I'm not sure how your policy recommendation relates to your initial observation (gender equality -> fertility).
How does forcing the childless (note: people of both genders can be childless) to subsidize parents promote gender equality?
(I'm not disagreeing with your suggesting that you can subsidize something to get more of it, I'm just trying to figure out how your last paragraph relates to the rest of your post.)
First note that the childless already massively subsidize parents through taxes that pay for education. Also note that I am considering replacement levels of fertility desirable.
The cost of being a mother, biologically, is vastly higher than being a father. This is further enhanced by cultural expectations for the mother to do most of the child raising.
In other words, female parents take a far greater hit than male ones. (Indeed, child raising explains almost all of the male-female wage gap). Subsidizing parents effectively subsidizes women far more; it's basically an affirmative action program to compensate a disadvantage dealt by biology and society. (How the subsidy flows is tricky. As most people end up having kids, this subsidy is effectively mostly a transfer of wealth from fathers to mothers, across generations).
Some policies that may be clearer are government promotion of fathers taking care of kids via both advertisement and paternity leave. This breaks down traditional gender roles (promotes equality), while reducing the burden on the mother.

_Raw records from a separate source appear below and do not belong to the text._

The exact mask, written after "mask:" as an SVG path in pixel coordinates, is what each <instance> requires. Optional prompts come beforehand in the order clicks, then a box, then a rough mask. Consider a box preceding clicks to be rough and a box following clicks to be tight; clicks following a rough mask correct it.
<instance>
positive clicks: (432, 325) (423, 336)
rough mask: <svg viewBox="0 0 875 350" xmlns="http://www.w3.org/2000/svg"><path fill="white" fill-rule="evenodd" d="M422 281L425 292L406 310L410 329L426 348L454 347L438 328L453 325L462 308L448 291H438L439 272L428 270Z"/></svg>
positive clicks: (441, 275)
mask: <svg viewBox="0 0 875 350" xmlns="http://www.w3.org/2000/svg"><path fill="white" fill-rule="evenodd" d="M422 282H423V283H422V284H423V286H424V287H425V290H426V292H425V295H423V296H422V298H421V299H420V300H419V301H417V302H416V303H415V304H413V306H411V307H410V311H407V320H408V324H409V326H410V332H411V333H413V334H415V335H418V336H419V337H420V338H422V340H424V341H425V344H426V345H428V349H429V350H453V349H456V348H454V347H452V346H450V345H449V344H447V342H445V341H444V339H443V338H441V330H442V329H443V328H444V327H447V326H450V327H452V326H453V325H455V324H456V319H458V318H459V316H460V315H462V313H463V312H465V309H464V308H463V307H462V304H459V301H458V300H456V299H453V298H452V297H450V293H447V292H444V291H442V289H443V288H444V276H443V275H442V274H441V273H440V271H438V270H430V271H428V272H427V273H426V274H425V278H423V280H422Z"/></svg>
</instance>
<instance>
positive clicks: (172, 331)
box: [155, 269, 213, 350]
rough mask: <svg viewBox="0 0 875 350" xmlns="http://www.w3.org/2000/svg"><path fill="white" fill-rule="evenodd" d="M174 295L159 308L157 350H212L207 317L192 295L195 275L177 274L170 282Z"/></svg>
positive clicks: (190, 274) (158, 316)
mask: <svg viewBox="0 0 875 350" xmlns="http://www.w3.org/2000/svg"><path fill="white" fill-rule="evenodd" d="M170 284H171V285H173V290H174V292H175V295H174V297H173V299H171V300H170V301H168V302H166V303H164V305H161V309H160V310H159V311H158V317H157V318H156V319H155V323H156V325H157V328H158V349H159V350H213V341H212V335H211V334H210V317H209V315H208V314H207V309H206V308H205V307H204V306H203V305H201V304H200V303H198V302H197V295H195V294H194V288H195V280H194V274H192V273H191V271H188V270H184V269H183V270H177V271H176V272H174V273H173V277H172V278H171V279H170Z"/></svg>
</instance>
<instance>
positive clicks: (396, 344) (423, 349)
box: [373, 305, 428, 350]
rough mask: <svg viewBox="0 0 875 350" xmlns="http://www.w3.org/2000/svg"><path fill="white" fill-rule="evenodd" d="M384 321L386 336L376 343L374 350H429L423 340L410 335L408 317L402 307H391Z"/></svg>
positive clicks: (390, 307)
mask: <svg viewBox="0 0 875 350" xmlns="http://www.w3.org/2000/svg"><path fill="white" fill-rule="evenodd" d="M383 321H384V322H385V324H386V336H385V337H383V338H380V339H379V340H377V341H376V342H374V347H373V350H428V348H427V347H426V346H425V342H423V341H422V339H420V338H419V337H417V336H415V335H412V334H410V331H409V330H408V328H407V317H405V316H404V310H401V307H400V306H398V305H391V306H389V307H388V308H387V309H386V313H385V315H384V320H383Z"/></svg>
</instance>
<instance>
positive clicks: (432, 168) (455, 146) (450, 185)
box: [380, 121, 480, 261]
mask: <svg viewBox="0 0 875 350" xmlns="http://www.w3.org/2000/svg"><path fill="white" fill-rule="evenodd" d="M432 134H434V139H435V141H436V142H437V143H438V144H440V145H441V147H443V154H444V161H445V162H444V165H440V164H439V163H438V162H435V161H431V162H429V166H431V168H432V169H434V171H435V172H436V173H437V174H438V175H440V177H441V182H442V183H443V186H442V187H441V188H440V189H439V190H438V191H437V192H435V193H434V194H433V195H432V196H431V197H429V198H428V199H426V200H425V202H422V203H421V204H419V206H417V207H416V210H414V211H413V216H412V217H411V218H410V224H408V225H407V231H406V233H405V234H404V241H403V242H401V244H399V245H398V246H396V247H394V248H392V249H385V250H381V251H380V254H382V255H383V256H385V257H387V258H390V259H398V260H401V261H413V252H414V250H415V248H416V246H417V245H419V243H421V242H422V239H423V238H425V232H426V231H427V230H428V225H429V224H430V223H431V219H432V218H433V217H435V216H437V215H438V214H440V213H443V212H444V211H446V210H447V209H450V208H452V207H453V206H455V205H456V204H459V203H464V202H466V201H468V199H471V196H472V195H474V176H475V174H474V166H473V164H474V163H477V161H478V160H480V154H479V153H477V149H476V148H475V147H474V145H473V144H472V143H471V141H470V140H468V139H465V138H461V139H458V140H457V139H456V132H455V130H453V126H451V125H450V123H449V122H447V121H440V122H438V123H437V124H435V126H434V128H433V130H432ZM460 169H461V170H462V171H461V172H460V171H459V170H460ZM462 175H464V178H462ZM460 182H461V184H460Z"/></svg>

>First note that the childless already massively subsidize parents through taxes that pay for education. Also note that I am considering replacement levels of fertility desirable.
This isn't as simple as that. The tax revenue used for education in Texas comes from property taxes. The majority of that is from homeowners. The overwhelming majority of homeowners have or had children in the home at some point. Aside from those facts, would you like to live in a society where the children were not educated? I think you would find that the reduction in crime and the boost to the cheap labor force would be worth the investment.
The most important point this should make is: all of these things are fabulously complicated and interrelated.
Ok, so by "gender equality", you merely mean "statistically similar representation of women in assorted reference classes" rather than "equal treatment". (The latter is what I originally thought you meant.)
Of course, I'd be rather hard pressed to see what that has to do with fertility. I'd suggest maybe that there is a simpler explanation for the phenomenon you observed - the countries with gender equality also seem to have lots of subsidies for parenthood. Most likely the subsidies are the cause of fertility.
If the subsidies are the actual cause, we could probably get higher fertility by subsidizing parenthood together with higher societal expectations of maternal activities from women. The carrot of free money for the fertile life path, and the stick of lower social status for the less fertile path.
(Not that I advocate this course of action, but I'm not in favor of encouraging fertility in any case.)
How does forcing the childless (note: people of both genders can be childless) to subsidize parents promote gender equality?
(I'm not disagreeing with your suggesting that you can subsidize something to get more of it, I'm just trying to figure out how your last paragraph relates to the rest of your post.)